Complete table, I'm so happy with how it turned out. 

My starting materials.  Some 2x2x24 walnut for the legs, an 11"x22" curly maple board that measured a little over 2" thick for the top, and some 3/4" I had leftover from a previous project.  

First order of business was the top, as the final dimension dictate the dimensions of the base.  The curly maple was too wide for my jointer, so I used my planer and the "flip it over every time you pass it through" method.  Worked well, but it was already pretty close to flat and parallel to begin with -- just a little rough. 

After I finished planing the board, just needed to decide which will be the top and which will be the bottom.  

Double stick tape on the bottom side to help it stick to the bench cookies (probably unnecessary, but I had no problems with the wood moving while routing).  

Set up my circle router jig to cut the top of the table.  If I ever use this on thick stock again, I might fabricate my own jig out of a more rigid material as there was a small amount of flexing on the parts where the router was not supported by the wood.  

I took many shallow passes to avoid burning and other assorted catastrophes.  As it turned out, my 3" tall spiral upcut bit was not long enough to go all the way through the stock.  Probably should have checked that before I started, I was at a loss of how to recover. 

Good ol' Black and Decker jigsaw to the rescue!  I very slowly traced the outside of the circle left by the router jig, it was enough to cut away the bulk of the waste. 

At this point, the top was still looking ugly and un-circular.  I flipped the piece over and used a flush trim bit with a bearing to clean away the waste left by the jigsaw.  

Even after using the flush trim bit, the top was still looking very rough.  There was enough play in the router jig that parts of the edge followed the waviness of the grain.  So, I started sanding at 80 grit, working my way up through 220.  I constantly rotated the circle on its edge to avoid flattening any particular area. 

Several hours of sanding later, I had a super smooth (almost) perfect circle.  

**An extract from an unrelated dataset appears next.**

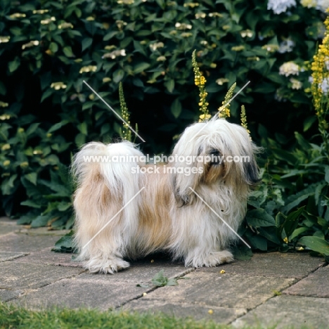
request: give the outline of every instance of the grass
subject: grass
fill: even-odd
[[[177,318],[161,313],[52,309],[32,311],[0,302],[0,328],[29,329],[228,329],[212,321]]]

Another picture of the sanded top, because I'm super proud of it.

Milled up my leg stock. 

Cutting the tenons. 

This seems dicey. Remind me to build a tenoning jig. 

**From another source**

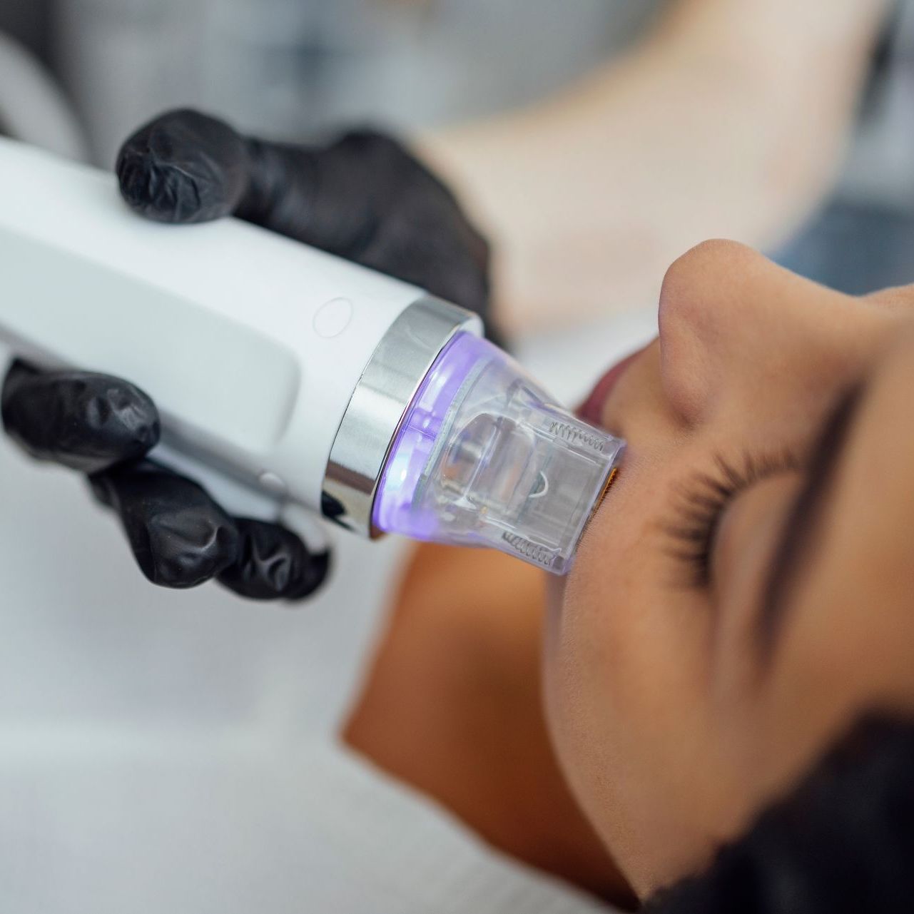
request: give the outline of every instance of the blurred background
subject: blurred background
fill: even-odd
[[[721,6],[750,21],[706,45],[693,12]],[[652,335],[664,268],[703,238],[846,292],[914,281],[914,0],[0,0],[0,133],[110,168],[186,105],[288,140],[415,137],[567,400]],[[371,830],[354,798],[377,812],[380,788],[335,734],[400,554],[340,537],[298,614],[154,590],[77,479],[0,441],[5,909],[364,910],[339,891]],[[378,885],[376,914],[401,910]]]
[[[69,148],[110,166],[137,124],[178,105],[290,140],[362,122],[427,133],[510,112],[637,48],[677,5],[689,3],[0,0],[0,33],[62,87],[79,123]],[[839,169],[833,175],[830,163],[822,165],[827,186],[802,201],[799,217],[784,216],[780,230],[740,236],[851,292],[908,281],[914,238],[914,3],[859,5],[881,12],[866,39]],[[832,79],[816,62],[811,54],[798,74],[803,83]],[[17,89],[5,81],[0,119],[15,111],[21,130],[23,101],[7,98]]]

Measure twice, cut once. Measure twice, cut once. Measure twice, cut once. Measure twice, cut once. Measure twice, cut once. Measure twice, cut once. Measure twice, cut once. Measure twice, cut once. Measure twice, cut once. Measure twice, cut once. 

Had to redo the cross pieces.  Decided to make my life easier and put the dado stack in the table saw. 

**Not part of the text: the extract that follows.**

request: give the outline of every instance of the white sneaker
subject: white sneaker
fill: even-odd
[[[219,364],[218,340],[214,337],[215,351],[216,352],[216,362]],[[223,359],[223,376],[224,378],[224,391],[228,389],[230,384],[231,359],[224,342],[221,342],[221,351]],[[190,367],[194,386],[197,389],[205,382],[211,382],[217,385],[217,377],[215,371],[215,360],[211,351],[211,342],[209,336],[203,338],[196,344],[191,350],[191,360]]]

Measuring out my mortises, started with my marking gauge and followed up by deeply scoring the walls using a marking knife and square. 

Chopping out my mortises with my super high end $9.99/3-piece Stanley chisel set. 

Finished the mortise. 

Pretty clean for my first time hand cutting mortises. I'm happy. 

I broke my piece of s*** workbench (read: mdf cabinet with a laminated 2x4 top left behind by the previous homeowner) while chiseling out my last mortise.  Moved my workbench up the project queue - I'm thinking a roubo-style bench similar to Matt Estlea's design.  

First dry fitting of the legs. Still needed to pair down the center of the cross pieces so they sit perfectly flush.  I also decided to add a taper to the legs.

Super-duper fancy taper jig.  Two pieces of 2x4 jointed on bottom and screwed at 90 degrees, and a screw pushing into the workpiece in back to adjust the angle of the taper.  

Happy with the leg taper (didn't want them too dainty because my table top is so bulky).  Plus, now I have 4 sweet walnut wedges if I need to do wedged tenons in the future. 

Dry fit after tapering the legs.  Very happy how the design is turning out. Now to disassemble everything and sand, sand, sand. 

Drilled out the pilot hole for the router jig with a 1/4" bit, inserted a dowel to fasten the top to the base.  

Gluing up the base.  

Since this is a mortise and tenon challenge, I should probably include some close-ups of the joints.  Not perfect, but I'm delighted with the result. 

After three coats of arm-r-seal oil and urethane satin finish. 

Last bit of work was to drill a hole in the cross-pieces for the dowel attaching the top.  

A different angle.  

Current home. 

A better view of the legs and cross-pieces.